Todo está como tocado por la gracia de la naturaleza y la intervención humana no hace sino resaltar la belleza de este lugar.

En el Centro de Interpretación vamos tomando conciencia de donde estamos y a donde vamos a caminar.

Tienen numerosas maquetas que recrean los paisajes y ecosistemas típicos de la zona, incluso hay una en las que están reconstruidas parte de una garganta en la que no falta detalle.

La Ruta de los Pilones es la mas típica y sensacional de las que están al alcance de cualquier humano. Son cuarenta y cinco minutos de ida en los que tenemos que andar por estrechas veredas, pistas fabulosas, caminos de piedra; como en un cuento…

El mayor repecho está al principio, luego casi no te enteras que sigues subiendo. Como a media ruta ya es llana casi siempre y cuando empieza a descender  el bullicio del agua nos hace presentir que nos acercamos al destino de la ruta.

Dejamos atrás el ruido de la civilización y la cobertura de los móviles.

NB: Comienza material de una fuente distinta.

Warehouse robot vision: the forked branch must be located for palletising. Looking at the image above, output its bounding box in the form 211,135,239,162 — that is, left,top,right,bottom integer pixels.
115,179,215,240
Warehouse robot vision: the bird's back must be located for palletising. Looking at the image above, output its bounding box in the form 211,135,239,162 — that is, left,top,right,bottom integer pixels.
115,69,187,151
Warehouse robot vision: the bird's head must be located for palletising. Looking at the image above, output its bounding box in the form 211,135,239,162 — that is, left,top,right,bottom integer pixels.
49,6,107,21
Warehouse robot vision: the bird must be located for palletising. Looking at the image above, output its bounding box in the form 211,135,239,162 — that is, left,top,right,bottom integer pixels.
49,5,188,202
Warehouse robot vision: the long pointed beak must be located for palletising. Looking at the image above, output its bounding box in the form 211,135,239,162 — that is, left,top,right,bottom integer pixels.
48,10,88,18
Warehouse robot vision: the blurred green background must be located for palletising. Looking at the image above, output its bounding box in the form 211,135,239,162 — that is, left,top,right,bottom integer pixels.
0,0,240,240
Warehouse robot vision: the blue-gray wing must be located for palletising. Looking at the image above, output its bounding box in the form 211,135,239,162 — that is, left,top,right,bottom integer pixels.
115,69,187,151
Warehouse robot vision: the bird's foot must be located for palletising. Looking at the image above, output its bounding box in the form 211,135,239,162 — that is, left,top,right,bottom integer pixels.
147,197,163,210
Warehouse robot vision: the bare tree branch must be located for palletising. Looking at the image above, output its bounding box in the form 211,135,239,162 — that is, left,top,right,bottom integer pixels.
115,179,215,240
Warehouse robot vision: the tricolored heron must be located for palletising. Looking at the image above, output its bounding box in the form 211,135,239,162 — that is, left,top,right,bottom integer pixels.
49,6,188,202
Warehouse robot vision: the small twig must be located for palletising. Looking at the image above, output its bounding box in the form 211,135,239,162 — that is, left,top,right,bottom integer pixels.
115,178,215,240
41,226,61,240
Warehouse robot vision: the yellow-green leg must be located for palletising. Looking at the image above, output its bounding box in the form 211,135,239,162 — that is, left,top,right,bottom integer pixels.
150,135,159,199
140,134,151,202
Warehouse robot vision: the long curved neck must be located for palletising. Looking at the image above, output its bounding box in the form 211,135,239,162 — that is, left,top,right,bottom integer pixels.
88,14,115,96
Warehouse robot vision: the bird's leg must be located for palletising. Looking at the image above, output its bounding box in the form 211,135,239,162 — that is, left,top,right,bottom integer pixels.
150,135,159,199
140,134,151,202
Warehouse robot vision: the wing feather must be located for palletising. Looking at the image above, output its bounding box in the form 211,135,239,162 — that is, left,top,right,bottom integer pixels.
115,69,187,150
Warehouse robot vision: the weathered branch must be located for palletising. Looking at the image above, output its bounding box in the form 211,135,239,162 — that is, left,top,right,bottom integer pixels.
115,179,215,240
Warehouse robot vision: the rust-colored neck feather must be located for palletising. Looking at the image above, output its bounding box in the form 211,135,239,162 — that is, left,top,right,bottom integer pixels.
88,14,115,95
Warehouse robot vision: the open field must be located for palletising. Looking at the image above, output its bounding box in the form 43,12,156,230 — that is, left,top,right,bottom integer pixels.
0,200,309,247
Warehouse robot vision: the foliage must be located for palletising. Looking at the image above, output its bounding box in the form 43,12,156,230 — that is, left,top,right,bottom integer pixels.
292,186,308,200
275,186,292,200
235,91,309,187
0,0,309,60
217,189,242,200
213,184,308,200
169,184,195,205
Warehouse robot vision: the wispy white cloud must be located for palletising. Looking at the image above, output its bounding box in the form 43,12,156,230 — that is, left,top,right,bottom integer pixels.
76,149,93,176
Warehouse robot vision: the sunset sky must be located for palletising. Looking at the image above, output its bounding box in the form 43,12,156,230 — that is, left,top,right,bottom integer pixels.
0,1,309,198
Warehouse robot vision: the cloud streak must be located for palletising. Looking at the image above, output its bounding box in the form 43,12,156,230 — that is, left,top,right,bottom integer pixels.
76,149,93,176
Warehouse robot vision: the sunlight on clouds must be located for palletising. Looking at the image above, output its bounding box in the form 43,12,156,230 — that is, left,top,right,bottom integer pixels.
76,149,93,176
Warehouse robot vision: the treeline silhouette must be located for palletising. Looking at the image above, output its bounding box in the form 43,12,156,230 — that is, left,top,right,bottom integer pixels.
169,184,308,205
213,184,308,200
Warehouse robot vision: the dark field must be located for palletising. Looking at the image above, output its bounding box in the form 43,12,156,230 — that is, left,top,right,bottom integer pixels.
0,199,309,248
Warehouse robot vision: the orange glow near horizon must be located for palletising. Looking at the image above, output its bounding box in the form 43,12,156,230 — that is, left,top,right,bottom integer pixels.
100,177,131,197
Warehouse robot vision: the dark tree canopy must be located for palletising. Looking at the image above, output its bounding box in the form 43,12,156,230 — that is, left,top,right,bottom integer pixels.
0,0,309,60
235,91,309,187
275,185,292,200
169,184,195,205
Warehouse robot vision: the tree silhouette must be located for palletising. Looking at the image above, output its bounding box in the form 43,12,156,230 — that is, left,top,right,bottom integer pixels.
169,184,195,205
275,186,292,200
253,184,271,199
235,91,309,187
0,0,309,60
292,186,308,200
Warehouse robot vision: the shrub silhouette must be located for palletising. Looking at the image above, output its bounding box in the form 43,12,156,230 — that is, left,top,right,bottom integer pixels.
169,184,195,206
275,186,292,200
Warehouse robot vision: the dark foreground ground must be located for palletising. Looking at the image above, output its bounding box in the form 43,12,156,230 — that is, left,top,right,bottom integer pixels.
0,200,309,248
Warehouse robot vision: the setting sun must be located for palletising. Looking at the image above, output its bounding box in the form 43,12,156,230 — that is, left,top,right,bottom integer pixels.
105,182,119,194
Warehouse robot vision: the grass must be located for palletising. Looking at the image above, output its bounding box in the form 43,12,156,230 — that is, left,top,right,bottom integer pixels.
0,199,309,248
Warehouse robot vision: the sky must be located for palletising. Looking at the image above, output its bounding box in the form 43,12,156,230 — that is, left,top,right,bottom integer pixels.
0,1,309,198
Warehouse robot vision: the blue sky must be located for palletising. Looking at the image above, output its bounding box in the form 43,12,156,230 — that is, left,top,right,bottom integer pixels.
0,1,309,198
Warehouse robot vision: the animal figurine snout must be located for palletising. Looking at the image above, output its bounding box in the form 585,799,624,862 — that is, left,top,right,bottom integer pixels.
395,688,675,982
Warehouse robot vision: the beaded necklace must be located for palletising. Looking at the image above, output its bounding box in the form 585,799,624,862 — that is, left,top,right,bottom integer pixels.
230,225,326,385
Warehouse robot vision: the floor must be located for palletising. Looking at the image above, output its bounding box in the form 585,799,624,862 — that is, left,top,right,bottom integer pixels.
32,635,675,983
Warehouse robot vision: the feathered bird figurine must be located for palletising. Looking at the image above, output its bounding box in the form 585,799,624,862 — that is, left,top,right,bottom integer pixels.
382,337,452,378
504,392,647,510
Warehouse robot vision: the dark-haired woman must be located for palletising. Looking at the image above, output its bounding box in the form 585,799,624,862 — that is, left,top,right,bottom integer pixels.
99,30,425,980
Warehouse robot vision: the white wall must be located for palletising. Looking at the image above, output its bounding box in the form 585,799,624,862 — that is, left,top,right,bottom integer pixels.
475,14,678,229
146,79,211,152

El trasiego de gentes por la ruta es interminable, así como el que encontramos en los Pilones. Bañeras gigantes labradas por la fuerza de aguas cristalinas que lo dejan ver todo. El paraje es increíble y el baño refrescante. Tendremos ocasión de hablar despacito de este lugar. Ya solo queda volver sobre nuestras huellas hasta el punto de origen.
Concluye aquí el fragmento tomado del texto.